We, without delving into the details of this letter and the value or usefulness of what it says, which could go on the controversy, we want a genuine desire to unite our words so as not to lose our rights and our gains we have made during the last period in the light of our squad and not to our meeting on the clear vision of what will happen during the period next, after having lived the country difficult days of tension and lack of security and safety as a result of betrayal suffered by the Egyptian people.

Finally, to all of this we have decided to call what is to come:

1 – the urgent need to guarantee a peaceful transition of power in the coming period.
2 – what came to agree on the terms of a letter by Dr. Ahmed Zewail, and the statement of a group of businessmen and Egyptian intellectuals later annexed as that contained a clear vision and specific demands are listed and grouped in a scientific manner is subject to practical application.
3 – delegation of gentlemen above-mentioned to speak in our name, and considered the nucleus of the wise to set up and a dialogue among themselves and with Mr. Omar Suleiman, in his capacity as a representative of the existing system and take all what they see from the actions or decisions in order to extricate the country from the current crisis and to develop the vision and the perception of what should be the way things during the coming period.

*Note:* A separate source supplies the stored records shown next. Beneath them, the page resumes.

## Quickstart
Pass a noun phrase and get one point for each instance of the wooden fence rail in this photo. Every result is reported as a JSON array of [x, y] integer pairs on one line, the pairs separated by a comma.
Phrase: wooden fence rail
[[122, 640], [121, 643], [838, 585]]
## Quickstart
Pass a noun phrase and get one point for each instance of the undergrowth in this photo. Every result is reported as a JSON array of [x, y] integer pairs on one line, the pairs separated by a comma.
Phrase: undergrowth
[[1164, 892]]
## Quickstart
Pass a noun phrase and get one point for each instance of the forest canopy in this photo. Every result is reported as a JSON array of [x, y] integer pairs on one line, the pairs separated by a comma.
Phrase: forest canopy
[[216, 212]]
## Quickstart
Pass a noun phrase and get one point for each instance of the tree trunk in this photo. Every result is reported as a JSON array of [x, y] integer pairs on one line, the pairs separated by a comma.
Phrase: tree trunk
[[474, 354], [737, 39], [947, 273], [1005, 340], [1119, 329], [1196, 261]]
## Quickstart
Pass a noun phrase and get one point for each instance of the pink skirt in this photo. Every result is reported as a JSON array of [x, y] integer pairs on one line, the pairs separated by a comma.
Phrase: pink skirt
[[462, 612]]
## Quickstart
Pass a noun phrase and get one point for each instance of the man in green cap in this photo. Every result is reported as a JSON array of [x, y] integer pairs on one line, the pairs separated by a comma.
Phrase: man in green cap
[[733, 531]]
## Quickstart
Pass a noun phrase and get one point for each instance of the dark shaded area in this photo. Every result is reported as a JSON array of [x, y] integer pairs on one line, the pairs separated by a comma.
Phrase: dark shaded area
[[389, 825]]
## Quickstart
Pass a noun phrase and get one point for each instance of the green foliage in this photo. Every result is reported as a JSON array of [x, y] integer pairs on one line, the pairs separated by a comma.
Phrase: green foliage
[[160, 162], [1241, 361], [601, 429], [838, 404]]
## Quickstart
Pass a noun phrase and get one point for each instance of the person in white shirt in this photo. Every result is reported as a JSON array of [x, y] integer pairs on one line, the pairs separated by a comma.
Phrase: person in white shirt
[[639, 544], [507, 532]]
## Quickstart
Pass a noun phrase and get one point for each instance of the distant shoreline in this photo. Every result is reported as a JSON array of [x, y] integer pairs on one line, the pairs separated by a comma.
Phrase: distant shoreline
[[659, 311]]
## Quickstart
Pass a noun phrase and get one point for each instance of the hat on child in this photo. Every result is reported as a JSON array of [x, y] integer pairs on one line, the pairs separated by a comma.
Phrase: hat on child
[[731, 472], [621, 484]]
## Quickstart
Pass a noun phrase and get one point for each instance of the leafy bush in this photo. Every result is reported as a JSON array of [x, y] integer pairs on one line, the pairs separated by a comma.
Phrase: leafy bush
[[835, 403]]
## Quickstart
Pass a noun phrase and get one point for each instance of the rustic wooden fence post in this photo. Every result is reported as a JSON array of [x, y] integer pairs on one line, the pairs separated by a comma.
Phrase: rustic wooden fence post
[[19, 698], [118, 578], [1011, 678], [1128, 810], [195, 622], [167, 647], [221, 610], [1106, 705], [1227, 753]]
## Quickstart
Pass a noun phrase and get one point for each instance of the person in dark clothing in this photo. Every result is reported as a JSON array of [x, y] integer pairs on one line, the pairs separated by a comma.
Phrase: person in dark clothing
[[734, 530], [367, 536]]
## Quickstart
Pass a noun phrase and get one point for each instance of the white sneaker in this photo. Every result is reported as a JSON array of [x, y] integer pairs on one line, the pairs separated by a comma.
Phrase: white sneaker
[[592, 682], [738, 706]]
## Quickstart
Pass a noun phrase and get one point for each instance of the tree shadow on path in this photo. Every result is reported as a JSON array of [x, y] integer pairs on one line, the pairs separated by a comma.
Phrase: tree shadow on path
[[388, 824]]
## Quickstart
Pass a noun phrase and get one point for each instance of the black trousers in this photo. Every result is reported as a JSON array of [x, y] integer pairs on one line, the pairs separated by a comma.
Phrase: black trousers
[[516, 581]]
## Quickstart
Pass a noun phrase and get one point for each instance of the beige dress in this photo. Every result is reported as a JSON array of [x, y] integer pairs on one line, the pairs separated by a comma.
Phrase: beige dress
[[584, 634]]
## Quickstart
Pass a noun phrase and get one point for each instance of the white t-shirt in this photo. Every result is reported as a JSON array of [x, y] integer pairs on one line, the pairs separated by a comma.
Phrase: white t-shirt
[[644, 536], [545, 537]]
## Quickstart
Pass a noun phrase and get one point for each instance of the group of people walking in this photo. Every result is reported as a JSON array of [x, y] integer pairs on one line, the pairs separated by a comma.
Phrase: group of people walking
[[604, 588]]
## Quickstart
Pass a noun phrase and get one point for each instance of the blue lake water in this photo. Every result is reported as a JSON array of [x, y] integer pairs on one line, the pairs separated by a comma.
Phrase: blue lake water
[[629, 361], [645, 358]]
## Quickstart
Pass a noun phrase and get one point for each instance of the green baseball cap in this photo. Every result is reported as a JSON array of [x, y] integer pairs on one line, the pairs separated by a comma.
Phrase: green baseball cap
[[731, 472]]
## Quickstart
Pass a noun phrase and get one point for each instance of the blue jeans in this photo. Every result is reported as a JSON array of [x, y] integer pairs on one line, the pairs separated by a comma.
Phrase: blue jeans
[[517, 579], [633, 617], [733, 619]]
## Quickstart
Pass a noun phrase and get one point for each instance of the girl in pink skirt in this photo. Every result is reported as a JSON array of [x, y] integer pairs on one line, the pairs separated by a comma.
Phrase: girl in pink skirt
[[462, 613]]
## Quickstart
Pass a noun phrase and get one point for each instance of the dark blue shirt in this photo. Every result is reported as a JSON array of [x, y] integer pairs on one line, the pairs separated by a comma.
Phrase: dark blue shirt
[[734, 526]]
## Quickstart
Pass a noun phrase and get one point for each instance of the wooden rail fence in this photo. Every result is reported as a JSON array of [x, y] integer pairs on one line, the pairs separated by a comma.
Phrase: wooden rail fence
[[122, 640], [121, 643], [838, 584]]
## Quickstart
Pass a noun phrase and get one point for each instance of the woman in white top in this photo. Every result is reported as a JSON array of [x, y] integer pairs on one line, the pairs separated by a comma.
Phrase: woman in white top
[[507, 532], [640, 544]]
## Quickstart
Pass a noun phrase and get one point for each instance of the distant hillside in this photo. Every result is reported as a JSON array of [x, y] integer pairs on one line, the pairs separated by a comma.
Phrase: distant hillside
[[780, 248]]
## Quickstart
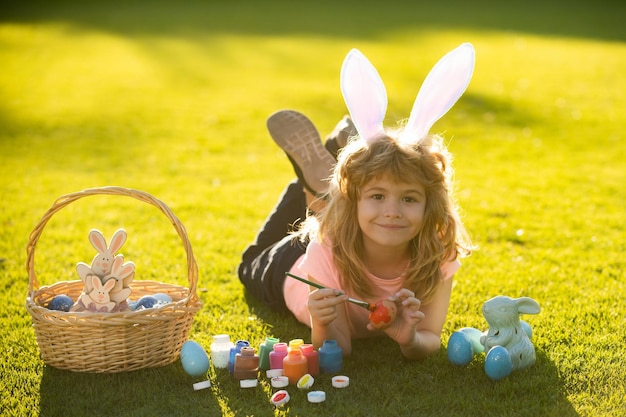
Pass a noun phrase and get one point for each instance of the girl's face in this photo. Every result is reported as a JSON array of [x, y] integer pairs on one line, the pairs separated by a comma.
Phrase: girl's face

These names might we thought through our follow-up of what is happening enjoyed it so much acceptable compromise and balance of views and represent various trends so as not to dominate opinion on the opinion or trying to one’s monopoly will of the people, and we ask those who agree with us we raised this to sign on this statement challenge.

‫ statement of the proposed names of the masters of the nucleus of the Distinguished Panel of the Wise: ‬
1 – Dr / Ahmed Kamal Abou El Magd
2 – Dr / Ahmed Zewail
3 – Naguib Sawiris
4 – Mr. Ambassador / Amr Moussa
5 – Advisor / Malt
6 – / Dr. Osama Ghazali Harb
7 – Dr / Amr Hamzawy
8 – Mr. / Munir Fakhri Abdel Nour
9 – Mr. Media / Mahmoud Saad

Via a phone call, a protester explains the demands of Egyptian protesters and the war of attrition that is currently ongoing. Listen to the audio here.

If Mubarak is interested in writing his legacy, he is blind.  It’s been written over the last two weeks.